FAQ (Frequently Asked Questions)

1. Apakah kontrak kerja yang hanya dalam bahasa Inggris dianggap sah di Tiongkok?

Secara hukum, jika terjadi perselisihan di pengadilan Tiongkok, versi bahasa Mandarin yang akan dianggap sebagai acuan utama. Oleh karena itu, pastikan kontrak Anda bersifat bilingual (Mandarin-Inggris) atau Mandarin-Indonesia. Jika hanya Inggris, mintalah versi Mandarinnya.

2. Bagaimana jika stempel perusahaan di kontrak tidak berwarna merah tapi hitam?

Stempel resmi perusahaan di Tiongkok wajib berwarna merah. Stempel berwarna hitam biasanya digunakan hanya untuk keperluan internal atau fotokopi. Jika dokumen asli digital dikirim dengan stempel hitam, Anda patut menanyakan keabsahannya.

3. Bolehkah saya menanyakan keaslian kontrak ke KBRI?

Sangat boleh dan sangat disarankan. KBRI memiliki akses ke kementerian tenaga kerja lokal untuk mengecek apakah perusahaan tersebut memiliki izin mempekerjakan tenaga kerja asing.

4. Apakah kontrak kerja otomatis memberikan saya hak untuk tinggal di Tiongkok?

Tidak. Kontrak kerja hanyalah dasar untuk mengajukan Notification Letter of Foreigner’s Work Permit. Setelah itu, Anda tetap harus mengurus Visa Z di Indonesia dan Residence Permit setibanya di Tiongkok.

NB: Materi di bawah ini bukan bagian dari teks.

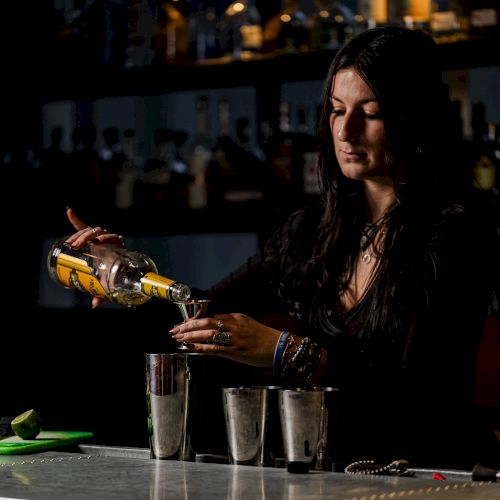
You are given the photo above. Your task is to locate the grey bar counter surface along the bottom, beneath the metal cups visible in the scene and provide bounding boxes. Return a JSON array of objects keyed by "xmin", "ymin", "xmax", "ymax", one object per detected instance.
[{"xmin": 0, "ymin": 445, "xmax": 500, "ymax": 500}]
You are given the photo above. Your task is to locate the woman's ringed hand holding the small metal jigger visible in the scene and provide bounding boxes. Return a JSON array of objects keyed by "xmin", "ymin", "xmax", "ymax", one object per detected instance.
[{"xmin": 170, "ymin": 313, "xmax": 281, "ymax": 367}]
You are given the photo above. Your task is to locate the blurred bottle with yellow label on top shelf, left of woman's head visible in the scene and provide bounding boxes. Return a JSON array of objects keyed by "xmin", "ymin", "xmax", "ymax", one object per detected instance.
[{"xmin": 221, "ymin": 0, "xmax": 263, "ymax": 59}]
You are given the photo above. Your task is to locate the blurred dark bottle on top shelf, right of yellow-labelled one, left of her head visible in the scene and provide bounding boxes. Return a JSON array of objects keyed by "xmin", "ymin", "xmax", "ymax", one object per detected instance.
[{"xmin": 264, "ymin": 0, "xmax": 310, "ymax": 53}]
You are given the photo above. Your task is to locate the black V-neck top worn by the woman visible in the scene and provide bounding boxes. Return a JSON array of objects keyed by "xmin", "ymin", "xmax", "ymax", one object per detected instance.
[{"xmin": 205, "ymin": 206, "xmax": 500, "ymax": 470}]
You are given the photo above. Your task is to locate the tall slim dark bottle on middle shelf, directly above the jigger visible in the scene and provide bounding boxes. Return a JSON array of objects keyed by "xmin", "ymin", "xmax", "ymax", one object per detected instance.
[{"xmin": 186, "ymin": 95, "xmax": 213, "ymax": 209}]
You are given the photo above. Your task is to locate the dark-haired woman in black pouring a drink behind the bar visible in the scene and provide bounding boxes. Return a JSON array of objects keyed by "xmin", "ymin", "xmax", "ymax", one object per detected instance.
[{"xmin": 68, "ymin": 27, "xmax": 500, "ymax": 469}]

5. Bagaimana cara membedakan agensi penyalur asli dan calo?

Agensi asli (P3MI) harus terdaftar di BP2MI. Anda bisa mengecek legalitasnya melalui situs resmi SISKOP2MI. Jika agensi tersebut perorangan dan tidak punya kantor fisik, hindari segera.

Kesimpulan

Keaslian kontrak kerja adalah pondasi keamanan Anda selama berkarya di Tiongkok. Di era digital 2026, verifikasi tidak bisa lagi dilakukan hanya dengan melihat logo perusahaan yang megah, tetapi harus melalui validasi data di sistem pemerintah Tiongkok seperti NECIPS dan koordinasi dengan otoritas Indonesia di KBRI. Sebuah kontrak yang sah akan mencerminkan transparansi, mengikuti kaidah hukum ketenagakerjaan Tiongkok, dan tidak membebani kandidat dengan biaya-biaya yang tidak masuk akal di awal proses.

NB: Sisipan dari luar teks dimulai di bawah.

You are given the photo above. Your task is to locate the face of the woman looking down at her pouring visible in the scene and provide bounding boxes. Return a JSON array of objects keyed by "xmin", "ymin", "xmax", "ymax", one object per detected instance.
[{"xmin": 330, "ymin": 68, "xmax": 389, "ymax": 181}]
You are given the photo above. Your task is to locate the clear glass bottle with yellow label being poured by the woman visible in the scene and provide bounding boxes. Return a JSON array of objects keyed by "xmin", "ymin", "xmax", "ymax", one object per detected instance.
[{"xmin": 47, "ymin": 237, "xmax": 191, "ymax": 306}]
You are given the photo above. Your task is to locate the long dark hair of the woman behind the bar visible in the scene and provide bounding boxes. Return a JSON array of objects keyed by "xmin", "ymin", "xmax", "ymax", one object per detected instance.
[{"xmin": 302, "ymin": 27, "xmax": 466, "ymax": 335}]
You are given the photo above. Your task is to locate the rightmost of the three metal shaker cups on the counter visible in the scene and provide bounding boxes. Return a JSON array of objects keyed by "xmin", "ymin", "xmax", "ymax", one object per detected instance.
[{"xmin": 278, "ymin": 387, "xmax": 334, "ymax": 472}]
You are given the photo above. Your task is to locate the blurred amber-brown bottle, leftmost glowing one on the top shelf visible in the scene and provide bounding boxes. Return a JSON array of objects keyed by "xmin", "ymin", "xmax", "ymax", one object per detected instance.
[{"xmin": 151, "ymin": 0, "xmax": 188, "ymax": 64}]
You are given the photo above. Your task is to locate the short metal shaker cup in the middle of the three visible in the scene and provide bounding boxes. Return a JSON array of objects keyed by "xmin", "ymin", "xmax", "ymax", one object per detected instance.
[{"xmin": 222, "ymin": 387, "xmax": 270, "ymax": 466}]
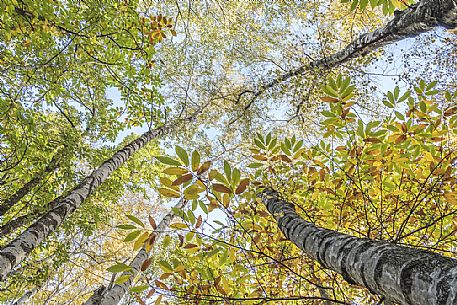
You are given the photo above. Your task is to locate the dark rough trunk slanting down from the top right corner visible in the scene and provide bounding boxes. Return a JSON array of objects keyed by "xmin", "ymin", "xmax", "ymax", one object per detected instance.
[{"xmin": 251, "ymin": 0, "xmax": 457, "ymax": 98}]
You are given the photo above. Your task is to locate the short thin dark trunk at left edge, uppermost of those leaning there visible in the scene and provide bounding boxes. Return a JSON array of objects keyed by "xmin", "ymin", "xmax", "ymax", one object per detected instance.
[{"xmin": 0, "ymin": 153, "xmax": 60, "ymax": 216}]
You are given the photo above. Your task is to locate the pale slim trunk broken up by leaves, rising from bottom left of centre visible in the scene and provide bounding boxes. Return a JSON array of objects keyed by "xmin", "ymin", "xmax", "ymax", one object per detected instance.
[{"xmin": 84, "ymin": 200, "xmax": 186, "ymax": 305}]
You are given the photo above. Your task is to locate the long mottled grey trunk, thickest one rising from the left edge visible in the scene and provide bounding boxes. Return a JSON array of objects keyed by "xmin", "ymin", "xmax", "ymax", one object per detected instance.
[{"xmin": 0, "ymin": 116, "xmax": 194, "ymax": 280}]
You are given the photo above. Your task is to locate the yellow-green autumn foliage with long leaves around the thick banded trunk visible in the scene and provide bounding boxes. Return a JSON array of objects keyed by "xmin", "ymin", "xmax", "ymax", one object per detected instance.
[{"xmin": 147, "ymin": 75, "xmax": 457, "ymax": 304}]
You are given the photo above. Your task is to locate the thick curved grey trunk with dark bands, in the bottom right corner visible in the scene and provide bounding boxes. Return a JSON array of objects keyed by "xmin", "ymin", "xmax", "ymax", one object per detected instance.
[{"xmin": 259, "ymin": 189, "xmax": 457, "ymax": 305}]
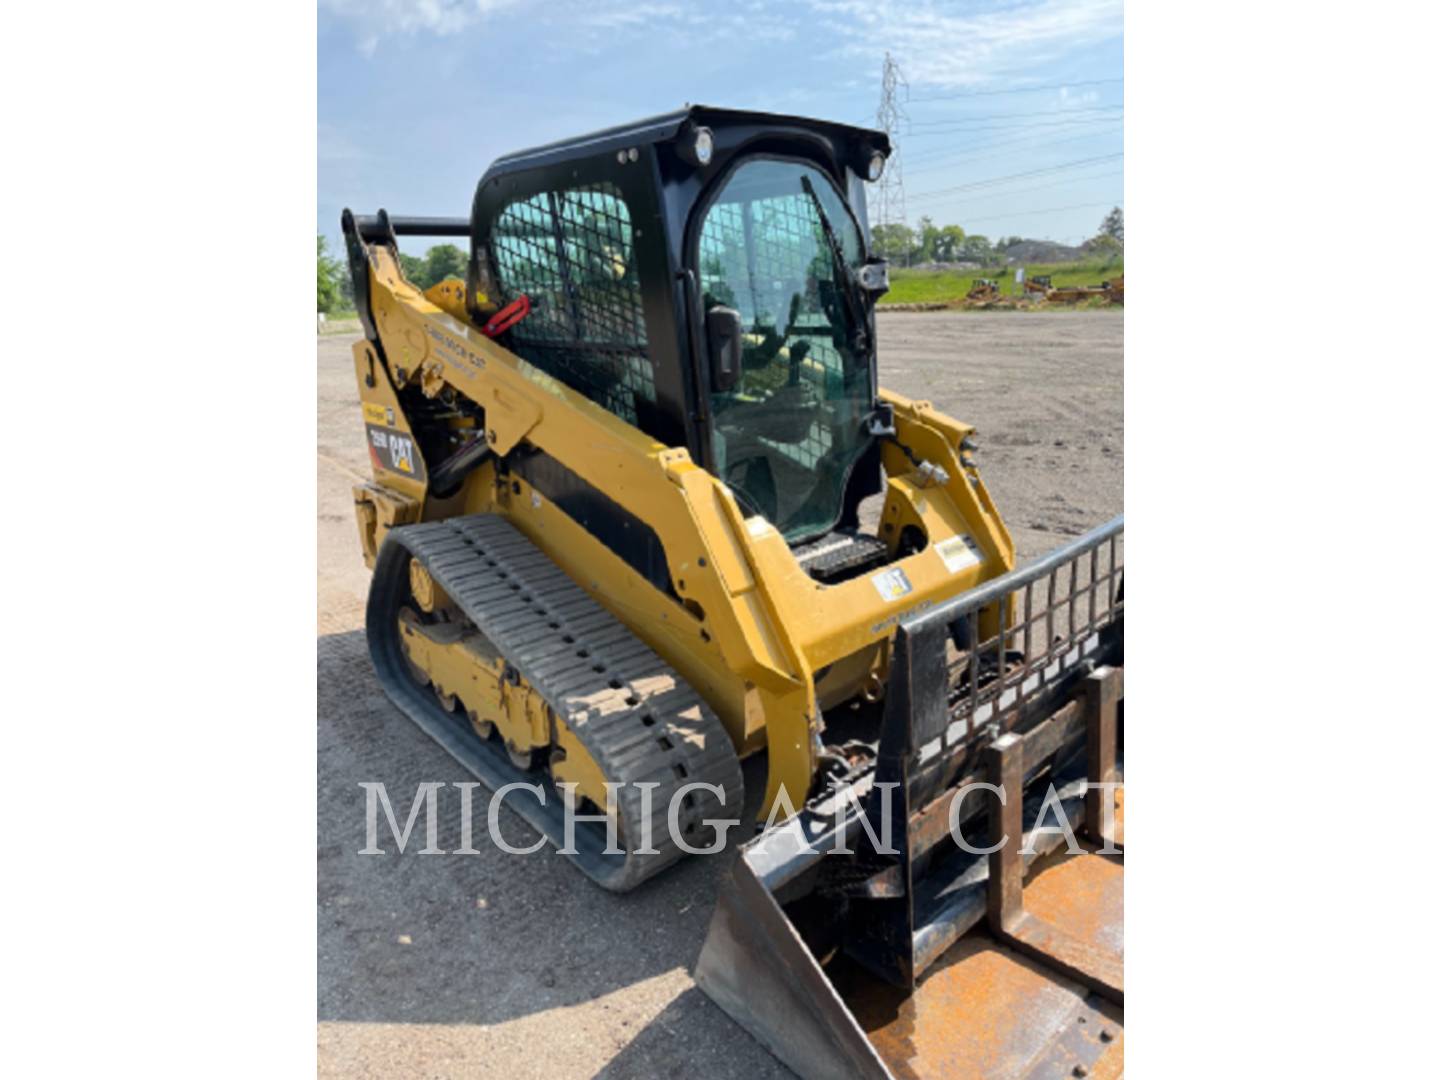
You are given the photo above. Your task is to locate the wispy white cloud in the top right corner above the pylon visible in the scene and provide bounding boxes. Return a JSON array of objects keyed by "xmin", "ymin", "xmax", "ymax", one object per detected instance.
[{"xmin": 808, "ymin": 0, "xmax": 1125, "ymax": 88}]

Ingatlah bahwa keberangkatan Anda ke luar negeri melibatkan hak-hak sipil dan perlindungan negara. Dengan meluangkan waktu ekstra untuk mengecek stempel merah, melakukan audit digital terhadap domain pengirim, dan berkonsultasi dengan pihak berwenang, Anda telah menyelamatkan diri dari potensi eksploitasi dan kerugian di masa depan. Berangkatlah dengan kepala tegak dan hati yang tenang karena Anda memegang dokumen yang kuat secara hukum.